The more predatory an animal, the more demonized it is. That demonization is, of course, restricted to their shelts and denser material coatings. It cannot affect the monad. But the demonization of the shelt can attain horrifying degrees and give rise to terrible consequences. It is enough to recall what happened to many species of the reptile class. The Mesozoic era was marked by the fact that the reptile class, some of whose members had by that time grown to colossal size, was split into two. The half that remained herbivorous was given the opportunity to continue their development on other planes, and there now exists a material world, Zhimeira, where such beings as brontosaurs and iguanodons, which have undergone countless incarnations, now abide in the form of fully intelligent, kindly, and extremely affectionate beings. As for the other half of the giant lizards, the predators, they evolved on other planes in the opposite direction. For a long time now, they have had karrokh instead of physical bodies, and it is none other than they who rampage in the shrastrs in the form of raruggs.

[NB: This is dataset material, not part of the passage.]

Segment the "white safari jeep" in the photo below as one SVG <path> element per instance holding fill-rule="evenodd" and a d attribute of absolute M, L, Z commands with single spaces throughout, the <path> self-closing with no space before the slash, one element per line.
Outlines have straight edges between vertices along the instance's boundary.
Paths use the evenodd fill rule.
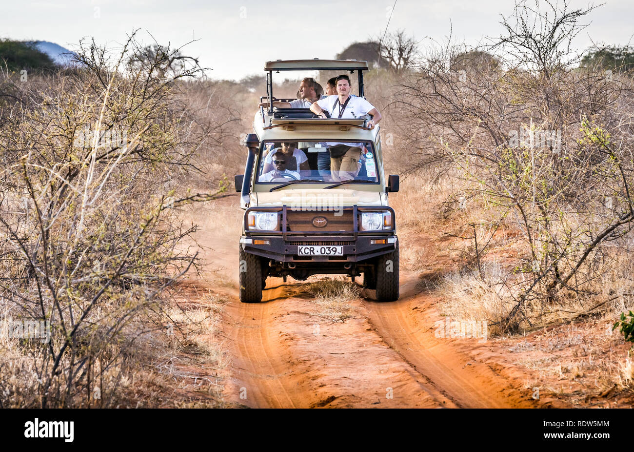
<path fill-rule="evenodd" d="M 261 100 L 291 100 L 273 97 L 273 72 L 280 70 L 356 71 L 363 96 L 367 69 L 361 61 L 269 62 Z M 272 106 L 256 113 L 255 133 L 245 140 L 244 174 L 235 176 L 245 209 L 240 301 L 260 302 L 269 276 L 304 281 L 340 274 L 354 281 L 361 273 L 377 300 L 398 298 L 399 243 L 388 194 L 398 191 L 399 176 L 384 174 L 380 128 L 366 127 L 370 119 L 324 119 L 308 109 Z M 354 178 L 342 180 L 331 169 L 330 156 L 351 147 L 361 153 Z"/>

Zhimeira, the present abode of the better half of prehistoric animals, has already begun to disappear, for they are moving on to higher planes. Two other planes are full of a myriad of beings: Isolde-the world of the souls of most animals in existence today, through which they flash very quickly in the intervals between incarnations, and Ermastig-the world of the souls of the higher animals. The representatives of only a few species ascend to Ermastig after death, and only some members even of those species do so. They remain in that world much longer than the others remain in Isong.
That all brings to mind the words of Zosima the Elder in The Brothers Karamazov, words remarkable for their wisdom:
«Look at the horse ... or the lowly, pensive ox ... Iook at their visages, what meekness, what devotion to man, who often beats them mercilessly. What gentleness, what confidence, and what beauty in their visages!»
To refer to a horse or a cow as having a visage-now that requires the power of true insight. The customary surface of things revealed its depths to the prophetic eye of Dostoyevsky, and he saw what the future holds for animals. For a world already exists where the mature souls of many of them, coated in enlightened bodies, are beautiful, wise in spirit, and highly intelligent. All of them will in time attain that world, Hangvilla, the highest in the sakwala, and then rise higher, to Faer, Usnorm, and Kaermis.
Oh, the vile marks of Gagtungr's claws can be seen on much else in the animal world! For example, by squeezing together the shelts of some animals, he was able to do them harm in a way for which it is hard to find an analogy on our plane. He did not exactly press or graft them together, but he turned them from individual into collective shelts. The individual shelts of many lower life forms are but short-lived manifestations of that one collective shelt. Such, for example, are most insects, not to mention protozoa. The individual shelt of a fly or a bee, for example, is, in a manner of speaking, only a tiny swelling on the surface of the collective soul. If a bee or fly dies here in Enrof, the swelling disappears back into the communal shelt of the swarm of bees or flies.